Despite years of research, there is still remarkably little known about the processes of galaxy formation and why there is such variety in the structure of different galaxies. Most astronomers suggest that small density fluctuations in the primordial matter led to the formation of many small "pregalactic masses" that were similar to present-day dwarf galaxies, and that collisions and mergers of these galaxies led to the formation of the larger galaxies common in the pres ent universe. As the universe expanded, these merged galaxies grew into the large-scale clusters and voids that now occupy the universe. Much of the evidence for such a history of galaxy formation comes from observations of the most distant objects in the universe, whose light and other electromagnetic radiation that reaches Earth now was generated billions of years ago when the universe was young. It seems that the further back in time one observes, the smaller and less organized individual galaxies appear. Furthermore, there are many examples of galaxies merging, and many stages are observed of irregular galaxies merging to form more complex systems.

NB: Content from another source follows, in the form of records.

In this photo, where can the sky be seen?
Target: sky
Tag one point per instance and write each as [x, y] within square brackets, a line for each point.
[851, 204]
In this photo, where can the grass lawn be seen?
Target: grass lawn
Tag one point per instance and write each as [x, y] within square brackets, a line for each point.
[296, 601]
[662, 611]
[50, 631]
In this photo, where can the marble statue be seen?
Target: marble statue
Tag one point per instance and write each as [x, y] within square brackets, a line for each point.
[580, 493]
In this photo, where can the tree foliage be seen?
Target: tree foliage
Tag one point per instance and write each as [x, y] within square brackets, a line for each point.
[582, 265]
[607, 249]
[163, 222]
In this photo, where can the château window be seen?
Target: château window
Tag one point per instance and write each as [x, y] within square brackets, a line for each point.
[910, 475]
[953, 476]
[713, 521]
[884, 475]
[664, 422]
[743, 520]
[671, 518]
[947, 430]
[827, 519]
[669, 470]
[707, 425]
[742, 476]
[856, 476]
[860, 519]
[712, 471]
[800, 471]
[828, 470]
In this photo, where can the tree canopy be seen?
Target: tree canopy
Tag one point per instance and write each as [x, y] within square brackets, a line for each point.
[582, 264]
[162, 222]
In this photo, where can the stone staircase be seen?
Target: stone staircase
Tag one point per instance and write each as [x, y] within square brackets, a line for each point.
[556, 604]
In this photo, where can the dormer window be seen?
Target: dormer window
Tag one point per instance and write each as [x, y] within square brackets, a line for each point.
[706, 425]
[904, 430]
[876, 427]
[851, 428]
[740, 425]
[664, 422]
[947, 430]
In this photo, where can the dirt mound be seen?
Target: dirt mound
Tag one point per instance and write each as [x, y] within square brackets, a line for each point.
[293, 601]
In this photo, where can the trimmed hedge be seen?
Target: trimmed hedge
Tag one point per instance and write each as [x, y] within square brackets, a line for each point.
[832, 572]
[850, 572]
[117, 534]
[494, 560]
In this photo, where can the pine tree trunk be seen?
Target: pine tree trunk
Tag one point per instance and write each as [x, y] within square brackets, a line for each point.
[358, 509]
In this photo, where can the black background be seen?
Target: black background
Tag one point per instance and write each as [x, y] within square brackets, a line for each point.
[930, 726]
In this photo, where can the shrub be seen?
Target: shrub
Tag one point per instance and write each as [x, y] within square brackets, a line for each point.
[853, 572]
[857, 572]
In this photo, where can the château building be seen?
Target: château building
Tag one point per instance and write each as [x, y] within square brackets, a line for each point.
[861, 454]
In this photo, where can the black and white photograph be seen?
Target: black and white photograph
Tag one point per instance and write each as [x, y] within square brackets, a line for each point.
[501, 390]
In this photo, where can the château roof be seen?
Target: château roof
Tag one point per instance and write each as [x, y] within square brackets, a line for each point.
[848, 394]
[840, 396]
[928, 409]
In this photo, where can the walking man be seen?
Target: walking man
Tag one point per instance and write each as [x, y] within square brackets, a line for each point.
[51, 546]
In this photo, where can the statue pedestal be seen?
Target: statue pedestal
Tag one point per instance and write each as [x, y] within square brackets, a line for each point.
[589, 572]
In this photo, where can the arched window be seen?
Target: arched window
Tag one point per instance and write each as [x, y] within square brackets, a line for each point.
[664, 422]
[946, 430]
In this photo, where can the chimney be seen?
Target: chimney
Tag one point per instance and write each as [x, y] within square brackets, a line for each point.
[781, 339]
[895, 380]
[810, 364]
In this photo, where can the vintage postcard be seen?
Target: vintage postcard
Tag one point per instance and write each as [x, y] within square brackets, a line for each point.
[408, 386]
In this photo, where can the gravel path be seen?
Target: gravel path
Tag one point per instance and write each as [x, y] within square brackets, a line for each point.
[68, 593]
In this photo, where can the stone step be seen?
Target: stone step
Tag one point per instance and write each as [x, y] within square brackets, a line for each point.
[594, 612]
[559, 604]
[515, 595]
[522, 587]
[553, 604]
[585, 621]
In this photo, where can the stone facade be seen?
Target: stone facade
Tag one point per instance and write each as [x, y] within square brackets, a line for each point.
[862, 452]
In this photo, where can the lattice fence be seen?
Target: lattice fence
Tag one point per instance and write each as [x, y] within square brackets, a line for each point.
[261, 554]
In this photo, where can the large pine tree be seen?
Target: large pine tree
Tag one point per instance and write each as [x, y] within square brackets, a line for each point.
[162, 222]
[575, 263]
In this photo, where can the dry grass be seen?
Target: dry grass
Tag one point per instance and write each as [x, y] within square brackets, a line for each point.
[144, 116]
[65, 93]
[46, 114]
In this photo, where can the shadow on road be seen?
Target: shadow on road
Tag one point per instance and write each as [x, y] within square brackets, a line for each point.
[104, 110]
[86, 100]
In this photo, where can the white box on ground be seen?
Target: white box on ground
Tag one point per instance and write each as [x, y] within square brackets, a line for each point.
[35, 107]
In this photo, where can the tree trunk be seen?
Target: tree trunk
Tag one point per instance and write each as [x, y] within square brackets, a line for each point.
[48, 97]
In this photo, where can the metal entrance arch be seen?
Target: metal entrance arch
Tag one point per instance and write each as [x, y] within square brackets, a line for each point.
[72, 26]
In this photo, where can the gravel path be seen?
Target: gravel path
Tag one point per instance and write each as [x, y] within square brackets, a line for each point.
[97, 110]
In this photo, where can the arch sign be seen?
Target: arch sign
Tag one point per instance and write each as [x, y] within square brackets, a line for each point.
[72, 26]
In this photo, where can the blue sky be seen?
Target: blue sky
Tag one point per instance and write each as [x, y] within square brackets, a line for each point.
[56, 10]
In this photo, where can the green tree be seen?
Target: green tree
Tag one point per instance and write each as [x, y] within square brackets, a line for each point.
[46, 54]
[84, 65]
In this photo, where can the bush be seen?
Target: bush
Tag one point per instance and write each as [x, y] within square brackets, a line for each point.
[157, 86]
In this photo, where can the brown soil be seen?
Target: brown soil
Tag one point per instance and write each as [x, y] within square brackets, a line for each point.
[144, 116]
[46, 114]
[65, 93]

Different ideas and models attempt to explain why some galaxies are elliptical, some spiral, and some irregular. This variation may relate to the timing of when the stars in the galaxy formed compared to the galactic formation—if the stars formed early in the galactic evolution, an elliptical galaxy would most likely form, since the gas would be used up, and no central disk would form. In these elliptical galaxies star formation would occur early, and their present state would be dominated by systems with relatively old and cold stars. In contrast, if a lot of gas remained in the galaxy after it formed, then gravity would make this gas tend to collapse into a rotating disk, forming spiral galaxies, with stars able to form throughout the history of these types of galaxies.

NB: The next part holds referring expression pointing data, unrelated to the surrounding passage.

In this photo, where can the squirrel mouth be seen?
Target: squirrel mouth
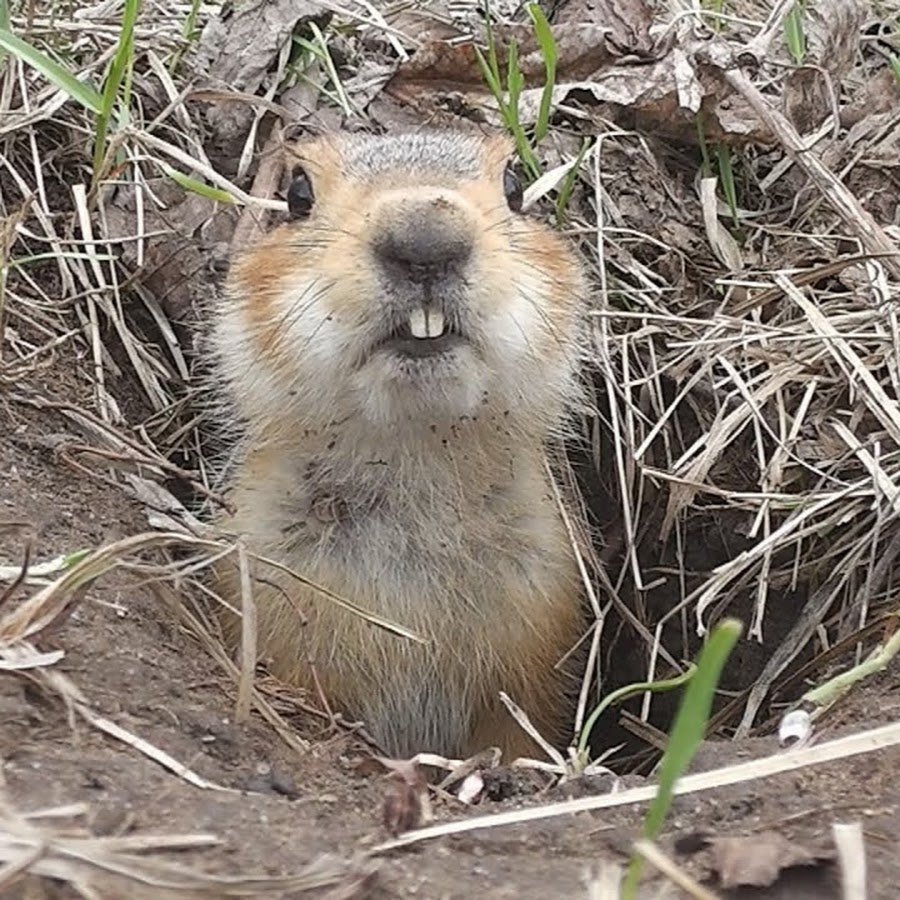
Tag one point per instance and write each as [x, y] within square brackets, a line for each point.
[426, 333]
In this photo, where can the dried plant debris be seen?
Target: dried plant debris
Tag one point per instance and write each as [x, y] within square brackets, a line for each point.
[768, 862]
[244, 46]
[36, 850]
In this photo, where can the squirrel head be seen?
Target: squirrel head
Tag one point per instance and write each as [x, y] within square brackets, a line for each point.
[407, 289]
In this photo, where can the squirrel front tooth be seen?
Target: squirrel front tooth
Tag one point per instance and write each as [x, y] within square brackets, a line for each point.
[426, 323]
[418, 323]
[435, 323]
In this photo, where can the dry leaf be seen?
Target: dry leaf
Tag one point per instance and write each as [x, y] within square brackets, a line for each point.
[239, 49]
[757, 860]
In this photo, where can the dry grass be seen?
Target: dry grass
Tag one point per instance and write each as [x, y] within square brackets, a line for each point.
[746, 391]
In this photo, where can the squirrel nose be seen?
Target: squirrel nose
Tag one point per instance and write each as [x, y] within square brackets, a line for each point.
[424, 241]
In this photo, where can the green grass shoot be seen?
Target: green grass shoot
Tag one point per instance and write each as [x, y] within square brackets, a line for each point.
[80, 91]
[685, 737]
[794, 35]
[547, 43]
[120, 72]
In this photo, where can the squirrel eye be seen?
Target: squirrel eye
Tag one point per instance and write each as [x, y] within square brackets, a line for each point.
[512, 188]
[300, 195]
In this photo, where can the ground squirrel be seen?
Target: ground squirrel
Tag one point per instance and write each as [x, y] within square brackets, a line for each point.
[398, 353]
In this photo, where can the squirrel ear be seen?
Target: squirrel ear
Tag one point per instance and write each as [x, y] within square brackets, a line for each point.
[498, 149]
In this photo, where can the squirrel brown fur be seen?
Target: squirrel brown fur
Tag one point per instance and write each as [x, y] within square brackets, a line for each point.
[398, 354]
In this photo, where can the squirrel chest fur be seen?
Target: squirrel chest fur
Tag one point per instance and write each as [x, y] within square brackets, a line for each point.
[398, 355]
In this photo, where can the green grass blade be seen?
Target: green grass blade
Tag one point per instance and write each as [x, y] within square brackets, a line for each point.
[121, 63]
[547, 43]
[686, 735]
[79, 91]
[726, 179]
[794, 34]
[623, 693]
[197, 187]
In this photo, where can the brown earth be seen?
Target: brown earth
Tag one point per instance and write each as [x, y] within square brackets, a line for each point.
[125, 652]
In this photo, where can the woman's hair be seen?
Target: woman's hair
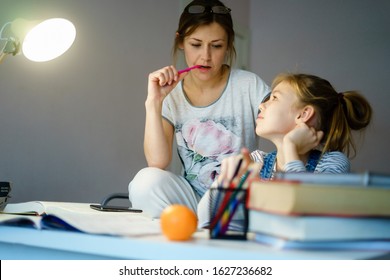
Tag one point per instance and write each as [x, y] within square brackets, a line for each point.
[338, 113]
[189, 22]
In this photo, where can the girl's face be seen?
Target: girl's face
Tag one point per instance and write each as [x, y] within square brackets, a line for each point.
[206, 46]
[279, 114]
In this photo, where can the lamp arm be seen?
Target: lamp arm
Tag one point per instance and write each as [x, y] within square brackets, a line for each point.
[11, 46]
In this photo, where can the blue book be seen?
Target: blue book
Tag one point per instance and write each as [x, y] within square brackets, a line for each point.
[359, 245]
[319, 228]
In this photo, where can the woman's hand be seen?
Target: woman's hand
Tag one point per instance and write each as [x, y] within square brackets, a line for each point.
[161, 83]
[229, 165]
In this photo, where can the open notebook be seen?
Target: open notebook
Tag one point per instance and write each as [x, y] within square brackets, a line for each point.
[77, 217]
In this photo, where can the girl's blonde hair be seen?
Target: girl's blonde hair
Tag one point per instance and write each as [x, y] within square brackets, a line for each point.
[338, 113]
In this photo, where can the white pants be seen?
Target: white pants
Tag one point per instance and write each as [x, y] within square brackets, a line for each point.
[153, 189]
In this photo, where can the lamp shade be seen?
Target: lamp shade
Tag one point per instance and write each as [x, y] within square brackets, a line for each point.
[49, 39]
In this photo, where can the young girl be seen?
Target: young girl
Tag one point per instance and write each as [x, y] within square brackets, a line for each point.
[211, 111]
[310, 124]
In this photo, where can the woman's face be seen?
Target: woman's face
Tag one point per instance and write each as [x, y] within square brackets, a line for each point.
[206, 46]
[278, 115]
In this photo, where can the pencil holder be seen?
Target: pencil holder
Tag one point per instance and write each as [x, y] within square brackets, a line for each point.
[228, 214]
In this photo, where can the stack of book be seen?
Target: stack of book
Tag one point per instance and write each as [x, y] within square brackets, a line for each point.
[321, 211]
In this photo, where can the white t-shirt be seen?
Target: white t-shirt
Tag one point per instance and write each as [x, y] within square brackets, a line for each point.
[206, 135]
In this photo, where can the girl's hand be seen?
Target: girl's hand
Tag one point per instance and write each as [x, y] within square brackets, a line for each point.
[303, 138]
[229, 167]
[162, 81]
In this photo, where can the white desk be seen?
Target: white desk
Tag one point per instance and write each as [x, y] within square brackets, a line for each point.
[24, 243]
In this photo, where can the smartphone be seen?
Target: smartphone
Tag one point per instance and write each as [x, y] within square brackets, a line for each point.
[114, 208]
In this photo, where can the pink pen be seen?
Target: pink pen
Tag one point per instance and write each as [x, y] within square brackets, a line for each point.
[189, 69]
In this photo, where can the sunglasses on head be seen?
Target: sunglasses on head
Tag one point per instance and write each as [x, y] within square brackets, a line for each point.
[199, 9]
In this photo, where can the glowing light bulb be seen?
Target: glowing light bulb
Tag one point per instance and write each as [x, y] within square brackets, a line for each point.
[49, 39]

The reason why some galaxies may have early star formation and form ellipticals, whereas others have late star formation and form spirals, is still not clearly known. But it is known that spiral galaxies are comparatively rare in parts of the universe that have high galactic density, perhaps because collisions between galaxies are more common in areas of high galactic density, and collisions tend to destroy the spiral arm structures of these galaxies. Observations and computer models suggest that collisions between galaxies tend to leave new galaxies that have elliptical characteristics, and these collisions eject large amounts of gas into intergalactic space. Also observations of deep space show that ellipticals were more common earlier in the universe, and are becoming less common with time, suggesting that collisions may be destroying their spiral structure with time.
Although many galaxies formed early in the history of the universe, many are still forming or being extensively modified through collisions and other interactions that are ongoing in the present-day universe. As galaxies interact, their halos of dark matter first interact and may be transferred from one (relatively smaller) galaxy to another, then the galaxies may spin in toward each other and merge, typically with the larger galaxy absorbing (or cannibalizing) the smaller. other computer models of interactions between galaxies show that it is possible for galaxies to come close but not merge, and one possible outcome of these types of interactions is the formation of spiral arms in one galaxy, where none existed before. other interactions between galaxies produce sudden bursts of new star formation in the affected galaxies, showing that galaxy and stellar formation is an ongoing process in the universe.